- Location: Bay Lake, Florida
- Coordinates: 28°24′58″N 81°34′04″W﻿ / ﻿28.41611°N 81.56778°W
- Type: Lake
- Basin countries: United States
- Managing agency: Central Florida Tourism Oversight District (Disney Experiences)
- Max. width: 1 mile (1,600 m)
- Max. depth: 35 feet (11 m)
- Islands: 2 (Discovery Island and Shipwreck Island)
- Settlements: Bay Lake, Florida (see also Bordering resorts and points of interest)

= Bay Lake (Florida lake) =

Lake in the state of Florida, United States

Bay Lake is a natural lake about 1 mile across and with a depth of 35 feet, located in Orange County, Florida, United States, in the north end of the Walt Disney World property, in the Disney-controlled city of Bay Lake, Florida, and immediately to the east of the Magic Kingdom.

It is roughly triangular in shape and is under the jurisdiction of the Central Florida Tourism Oversight District. The lake connects with the Disney-made Seven Seas Lagoon via a water bridge on the west side.

== Bordering resorts and points of interest ==
Bay Lake is bordered by three resorts, Disney's Wilderness Lodge, Disney's Contemporary Resort, and Disney's Fort Wilderness Resort & Campground; along with Bay Lake Tower and Wilderness Lodge Villas, both owned by Disney Vacation Club. All three resorts have a marina which offers boat rentals to guests. Transportation boats run regularly between all the resorts as well.

On the southwest side of the lake, the remnants of Disney's River Country, Disney's first water park, could be found at one time. Currently construction is ongoing for a new Disney Vacation Club/hotel called Lakeshore Lodge. Lakeshore Lodge (replacing the concept hotel named Reflections), will be a 900 room hotel with significant water/pool features. In the far north corner of the lake is a dry dock service area where the transportation boats are stored at night. To the east of the dry dock there are several recreational boat docks which are used by the residents of the city of Bay Lake.

== Islands ==
There are two islands located in Bay Lake. The largest is Discovery Island located in the center of the lake and directly across from Disney's River Country. Discovery Island operated as a walk-through wildlife sanctuary from 1974 until 1999. It was closed due to its similarity in theme to the newly opened Disney's Animal Kingdom. The original dock, as well as some attractions, can still be seen on the shorelines.

As of 2023, Discovery Island's shorelines have been covered in wildlife and the only attraction still visible to the naked eye is the island's original dock and maintenance dock, both of which are located on the top side of the island from viewing by the Wilderness Lodge. They are both gated off.

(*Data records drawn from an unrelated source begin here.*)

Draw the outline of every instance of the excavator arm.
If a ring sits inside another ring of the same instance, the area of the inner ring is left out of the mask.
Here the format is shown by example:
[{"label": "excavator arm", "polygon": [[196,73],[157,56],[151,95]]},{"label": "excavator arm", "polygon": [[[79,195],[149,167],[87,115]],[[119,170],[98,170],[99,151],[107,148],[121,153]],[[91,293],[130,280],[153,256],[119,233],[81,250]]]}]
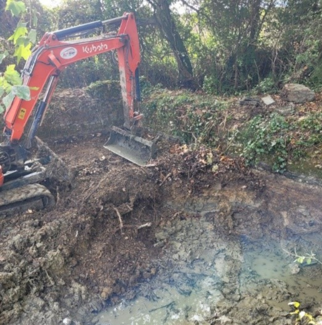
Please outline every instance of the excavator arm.
[{"label": "excavator arm", "polygon": [[[117,31],[81,37],[94,29],[104,31],[109,24],[118,24]],[[143,146],[149,149],[154,147],[154,144],[128,131],[135,129],[142,117],[134,110],[135,103],[140,100],[138,67],[140,55],[134,14],[125,13],[108,20],[47,33],[33,49],[22,72],[23,85],[30,89],[30,100],[16,97],[4,114],[4,141],[0,144],[0,212],[3,207],[10,209],[11,204],[20,206],[21,202],[23,204],[27,202],[27,206],[30,202],[37,201],[38,204],[43,202],[44,207],[54,202],[50,192],[36,184],[46,178],[46,168],[42,167],[33,172],[32,168],[26,165],[29,149],[44,117],[60,72],[74,62],[109,51],[116,51],[117,54],[125,129],[112,127],[111,136],[105,147],[118,153],[114,149],[117,147],[119,150],[119,146],[111,139],[118,140],[114,134],[119,132],[123,137],[120,156],[126,158],[122,153],[128,149],[123,150],[123,145],[127,142],[124,138],[129,139],[130,147],[134,151]],[[60,159],[51,151],[50,156]],[[139,164],[141,162],[139,160],[131,161]]]},{"label": "excavator arm", "polygon": [[[116,35],[102,34],[90,38],[71,41],[65,37],[82,31],[101,27],[107,24],[121,22]],[[105,21],[96,21],[64,30],[46,33],[34,49],[22,71],[23,84],[30,89],[31,99],[15,97],[4,114],[4,133],[8,143],[19,141],[34,109],[39,95],[47,85],[43,100],[38,107],[33,126],[28,137],[32,140],[36,131],[37,122],[50,101],[60,71],[68,65],[94,55],[116,50],[124,112],[124,124],[129,129],[133,122],[133,102],[135,96],[135,75],[140,63],[140,50],[137,27],[133,13]],[[136,119],[138,117],[135,117]]]}]

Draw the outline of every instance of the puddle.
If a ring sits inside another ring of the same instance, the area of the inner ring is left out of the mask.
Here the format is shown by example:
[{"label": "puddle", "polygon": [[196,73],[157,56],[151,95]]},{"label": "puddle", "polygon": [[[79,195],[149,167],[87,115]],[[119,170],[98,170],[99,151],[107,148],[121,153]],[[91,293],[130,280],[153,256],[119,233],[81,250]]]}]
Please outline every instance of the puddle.
[{"label": "puddle", "polygon": [[209,324],[228,314],[231,318],[221,320],[229,323],[245,308],[249,315],[252,309],[266,309],[262,314],[267,323],[261,324],[268,324],[276,313],[290,311],[288,302],[319,306],[322,301],[319,266],[292,274],[292,259],[270,238],[247,242],[220,236],[204,217],[178,221],[157,237],[167,242],[163,268],[140,285],[135,300],[123,300],[98,315],[97,325]]}]

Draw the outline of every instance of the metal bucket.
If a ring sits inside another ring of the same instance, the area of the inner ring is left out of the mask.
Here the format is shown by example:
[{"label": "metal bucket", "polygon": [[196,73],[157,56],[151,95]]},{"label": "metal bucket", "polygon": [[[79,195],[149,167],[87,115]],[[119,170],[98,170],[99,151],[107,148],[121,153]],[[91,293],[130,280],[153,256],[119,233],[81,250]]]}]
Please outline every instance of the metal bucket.
[{"label": "metal bucket", "polygon": [[157,154],[157,145],[116,126],[104,148],[139,166],[146,166]]}]

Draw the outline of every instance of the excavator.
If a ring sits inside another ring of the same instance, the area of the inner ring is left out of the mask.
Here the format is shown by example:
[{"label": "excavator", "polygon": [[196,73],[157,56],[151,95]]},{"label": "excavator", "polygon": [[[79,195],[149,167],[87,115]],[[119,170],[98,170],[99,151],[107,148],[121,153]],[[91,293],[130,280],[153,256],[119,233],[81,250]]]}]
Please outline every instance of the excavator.
[{"label": "excavator", "polygon": [[[4,114],[0,144],[0,216],[15,210],[40,210],[55,204],[54,196],[40,183],[53,173],[59,173],[65,180],[70,174],[62,160],[36,136],[37,129],[60,73],[75,62],[109,51],[113,52],[118,64],[124,124],[122,128],[111,127],[104,147],[139,165],[145,165],[155,157],[156,143],[138,133],[143,115],[138,105],[140,54],[134,14],[126,12],[107,20],[46,33],[33,49],[21,73],[22,84],[29,87],[31,99],[15,97]],[[31,159],[35,145],[41,154]]]}]

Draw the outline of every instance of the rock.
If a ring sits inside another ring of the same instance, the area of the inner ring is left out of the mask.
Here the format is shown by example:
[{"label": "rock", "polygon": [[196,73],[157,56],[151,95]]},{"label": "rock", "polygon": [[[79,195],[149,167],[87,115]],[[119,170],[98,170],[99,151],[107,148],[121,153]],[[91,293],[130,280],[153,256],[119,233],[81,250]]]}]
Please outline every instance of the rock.
[{"label": "rock", "polygon": [[220,322],[221,324],[231,324],[232,323],[232,320],[227,316],[224,315],[220,316],[218,320]]},{"label": "rock", "polygon": [[62,320],[62,324],[64,325],[70,325],[71,320],[69,317],[66,317]]},{"label": "rock", "polygon": [[294,111],[294,105],[291,103],[287,106],[276,108],[276,111],[281,115],[287,115],[292,114]]},{"label": "rock", "polygon": [[251,106],[259,106],[260,105],[259,100],[250,97],[243,97],[238,102],[240,105],[251,105]]},{"label": "rock", "polygon": [[282,91],[286,100],[293,103],[311,102],[315,98],[314,91],[299,84],[286,84]]},{"label": "rock", "polygon": [[269,95],[268,96],[265,96],[265,97],[263,97],[262,99],[262,100],[267,106],[271,105],[275,103],[275,101]]}]

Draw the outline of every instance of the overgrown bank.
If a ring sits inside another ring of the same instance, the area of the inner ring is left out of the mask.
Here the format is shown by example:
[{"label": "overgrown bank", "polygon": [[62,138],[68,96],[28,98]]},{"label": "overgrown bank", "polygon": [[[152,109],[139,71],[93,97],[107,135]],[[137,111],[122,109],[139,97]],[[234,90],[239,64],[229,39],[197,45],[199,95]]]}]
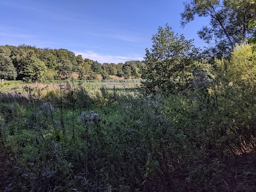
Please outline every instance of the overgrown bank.
[{"label": "overgrown bank", "polygon": [[255,98],[225,86],[3,94],[1,189],[253,191]]}]

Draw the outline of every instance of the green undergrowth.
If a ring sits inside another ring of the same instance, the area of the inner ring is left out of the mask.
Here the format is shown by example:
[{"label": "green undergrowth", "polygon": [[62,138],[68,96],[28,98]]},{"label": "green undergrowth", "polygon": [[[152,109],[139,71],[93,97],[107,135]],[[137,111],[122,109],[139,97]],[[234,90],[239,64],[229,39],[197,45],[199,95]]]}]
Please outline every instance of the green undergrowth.
[{"label": "green undergrowth", "polygon": [[254,96],[82,84],[24,91],[0,97],[0,190],[255,189]]}]

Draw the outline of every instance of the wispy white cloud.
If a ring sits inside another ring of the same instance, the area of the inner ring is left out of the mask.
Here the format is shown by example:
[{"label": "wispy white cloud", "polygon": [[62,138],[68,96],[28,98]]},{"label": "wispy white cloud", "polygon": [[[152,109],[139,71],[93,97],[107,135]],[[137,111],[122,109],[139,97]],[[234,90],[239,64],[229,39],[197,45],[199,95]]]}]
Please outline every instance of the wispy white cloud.
[{"label": "wispy white cloud", "polygon": [[32,38],[35,37],[35,35],[25,34],[22,33],[10,33],[0,31],[0,37],[19,38]]},{"label": "wispy white cloud", "polygon": [[127,61],[131,60],[139,60],[142,61],[143,58],[141,57],[137,57],[137,55],[131,56],[120,56],[120,55],[112,55],[109,54],[102,54],[95,53],[91,51],[85,51],[84,52],[74,51],[75,54],[77,55],[78,54],[82,55],[84,59],[88,58],[93,61],[97,61],[98,62],[103,63],[105,62],[118,63],[119,62],[124,63]]}]

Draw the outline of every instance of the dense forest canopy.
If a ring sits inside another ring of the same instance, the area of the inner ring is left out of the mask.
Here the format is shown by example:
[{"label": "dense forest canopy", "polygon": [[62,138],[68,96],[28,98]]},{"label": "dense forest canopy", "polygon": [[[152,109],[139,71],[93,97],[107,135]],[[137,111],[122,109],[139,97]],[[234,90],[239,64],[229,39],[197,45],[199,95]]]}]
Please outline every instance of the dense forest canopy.
[{"label": "dense forest canopy", "polygon": [[25,45],[0,46],[0,77],[9,80],[58,80],[69,77],[74,72],[79,74],[78,78],[81,80],[97,79],[97,74],[103,79],[110,78],[109,75],[138,78],[141,76],[143,66],[139,61],[101,64],[62,49],[40,49]]}]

The smaller of the two islands is named Shipwreck Island and is located between the Contemporary and Wilderness Lodge resorts, directly in front of the water bridge.

== Uses ==
Bay Lake is primarily used for recreational boating, offered at each of the three marinas connected to it, as well as the two additional marinas located on Seven Seas Lagoon. Fishing is not allowed in Bay Lake with the exception of fishing excursions which must be booked ahead of time. After dark fireworks cruises are offered on Bay Lake as well. The north section of the lake is reserved for watersports activities, which are operated by Sammy Duval Watersports at the Contemporary Resort. Several times a year triathlons are held, usually from the Fort Wilderness Campground. In addition, transportation boats run regular routes from each of the three resorts and several offer routes to the Magic Kingdom.